Subject: Healthcare Research
Pages: 2
Words: 429
Reading time:
2 min

The scenario describes a year-long campaign initiated by the inpatient geriatric medical nursing unit to improve patient satisfaction scores related to pain management. The unit received the lowest performance score on the Hospital Consumer Assessment of Healthcare Providers (HCAPHS) survey among all divisions in the hospital. The interprofessional team working in the unit might have experienced issues with clear purpose definition or communication, causing poor performance outcomes (Yoder-Wise, 2019). Spath (2018) states that benchmarking can be used to compare the performance results of a healthcare provider with organizations recognized as exemplary and superior in the industry. A run chart is another tool that explains how the changes impact the improvement process over time (Perla et al., 2011). The run chart reveals that the unit’s patient satisfaction results increased from the low 70s to the upper 90s, while the national benchmark for similar Med/Surg units was 85%. The results of the performance assessment indicate that patient satisfaction with pain management required improvements.

The range of interventions and strategies was implemented to address the unit’s concerns with patient satisfaction scores. Training on the importance of patient satisfaction, lectures on pain management, and article reviews proved to be ineffective as they did not improve the score. However, the introduction of the PDSA model and education on different aspects of pain management in the elderly positively affected patient satisfaction results. Quantitative improvement tools were selected to implement the model and included the run chart and patient surveys that helped evaluate the outcomes. Qualitative techniques were not mentioned in the action plan, but the unit could have employed multi-voting, brainstorming, or flowcharts to analyze current practice and storyboards to review the results and measure success.

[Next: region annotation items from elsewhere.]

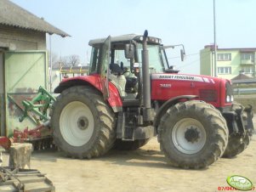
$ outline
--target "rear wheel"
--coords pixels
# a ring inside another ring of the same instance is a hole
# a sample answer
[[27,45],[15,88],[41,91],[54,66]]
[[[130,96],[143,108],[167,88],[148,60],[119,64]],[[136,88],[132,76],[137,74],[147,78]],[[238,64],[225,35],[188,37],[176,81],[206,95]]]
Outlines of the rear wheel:
[[118,150],[135,150],[146,144],[149,140],[149,138],[135,141],[122,141],[122,139],[117,139],[115,149]]
[[211,104],[187,101],[171,107],[161,118],[158,140],[172,166],[202,168],[223,155],[228,128],[219,111]]
[[244,137],[240,135],[230,135],[228,145],[222,157],[232,158],[238,154],[241,154],[248,146],[250,139],[251,138],[248,133]]
[[101,155],[116,140],[114,113],[89,88],[65,90],[53,105],[51,124],[56,145],[68,156]]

The run chart had a limited predictive ability because it estimated patient satisfaction scores during a relatively short period of two years. The progress appeared to be consistent and steady from the first quarter of 2015, which might be interpreted as a sign of a successful performance improvement strategy. The findings suggest that the set of strategies and interventions used during the first year of the improvement campaign were inadequate, while the measures introduced in 2015 created a sustainable change. Notably, the survey response rate of 25% was insufficient, considering that 100% of eligible inpatients were surveyed. Thus, the nursing unit’s decision to celebrate was premature, and the stability of the performance improvement trend cannot be guaranteed without an adequate survey response rate. The nurse manager may observe consistent results in the next quarter but should not expect the unit to exceed the national benchmark in the next year.

References

Perla, R. J., Provost, L. P., & Murray, S. K. (2011). The run chart: A simple analytical tool for learning from variation in healthcare processes. BMJ Quality and Safety, 20(1), 46–51.

Spath, P. (2018). Introduction to healthcare quality management (3rd ed.). Health Administration Press.

Yoder-Wise, P. S. (2019). Leading and managing in nursing (7th ed.). Mosby.